小雨里,宫家保镖上下撑着黑伞,垂着头,站在碑前吊唁宫野。
宫玦、上官曦,宫权希、萧言和周衍站在最前面,沉默着,一句话都没有说。
宫权希眼眶红了一圈,嘴唇发紫,手关节握到泛白,从出事到现在,没有休息过,连续淋了几天雨,最后晕倒在墓碑前。
“小希!!”上官曦喊道。
卧室里,医生正在给宫权希做检查。
上官曦哭着问宫玦道:“告诉我,到底发生什么事了?为什么宫野哥……”
“曦儿,我…他们与谢家交手,这是意外,我们都不想的。”
上官曦哽咽出声,宫玦把她揽入怀中安慰,“对不起,是我没有保护好他们,是我让你伤心了。”
“宫玦,以后你和小希也会这样吗?就这样突然离开我吗?”
宫玦第一次面对上官曦的问题沉默了,他们涉及黑白两道,敌人不知道有多少,或许那一天也会和宫野一样就离开这个世界了。
顺着上官曦的背,还是撒谎道:“不会。”
“先生,少爷肩膀上的伤口感染,我已经处理过了,夜里可能会发起高烧,我开了些药,你们多注意他,要是发烧了就给他吃。”老医生说。
宫玦点头并说道:“好,谢谢您了,我让管家送你。”
“嗯。”
…
——————
贺澜的公寓里,贺澜好不容易等到叶凡来,急切问道:“叶凡,告诉我宫家在办谁的葬礼?”
宫家把消息封锁,外面完全不知道发生了什么。
“是宫野和谢清的,一个为另一个挡了枪,一个为另一个殉情了,他们真的……。”叶凡哽咽了,语气里是满满的敬佩和惋惜。
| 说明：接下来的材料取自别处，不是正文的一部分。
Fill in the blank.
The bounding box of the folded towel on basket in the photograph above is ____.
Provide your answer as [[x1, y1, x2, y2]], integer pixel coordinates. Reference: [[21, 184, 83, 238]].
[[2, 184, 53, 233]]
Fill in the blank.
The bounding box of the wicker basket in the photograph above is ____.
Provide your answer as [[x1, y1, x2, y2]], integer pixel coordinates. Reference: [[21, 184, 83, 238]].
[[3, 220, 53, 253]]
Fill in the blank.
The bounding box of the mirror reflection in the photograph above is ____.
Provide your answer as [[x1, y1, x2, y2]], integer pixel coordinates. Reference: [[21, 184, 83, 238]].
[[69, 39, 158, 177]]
贺澜一脸凝重,上前无声给他安慰,宫野和谢清需要多大的勇气和爱才能为对方这样做呢?
虽然不知道他们之间发生过什么,但可以做到这样,真的令人感到心痛和惋惜。
“我想他们一定会在另一个世界重逢的,那时没有意外,他们会好好在一起的。”
“嗯,贺澜哥,我好怕某一天,我的亲人、朋友还有萧言会丢下我一个人。”
“我也怕。”
贺澜一瞬间想了很多很多。
等到叶凡情绪好点了,贺澜才问:“宫权希他…怎么样?”
那天宫权希的肩膀中了一枪,虽然及时止住了血,没有大碍,可是这几天他总是做噩梦被惊醒,梦里宫权希出血量过多,没有血库,死亡了。
“听萧言说,他站在宫野碑前淋了几天雨,伤口感染加上过于悲痛导致昏过去了。”
怕贺澜不放心,叶凡继续说:“但是你别太担心,宫家请了医生给他看了,不会有什么问题的。”
“嗯,我知道了。”
最近发生的事情太多了,超过了可以承受的范围,他们都需要时间来治愈。
“贺澜哥,你想去看看他吗?”
想吗?贺澜问自己。现在还能以什么身份去呢?
不想吗?他却一直忧心不下,欺骗不了自己。
最终还是回答:“想。”
“那就去看看吧,找个时间我跟你去。”
“好。”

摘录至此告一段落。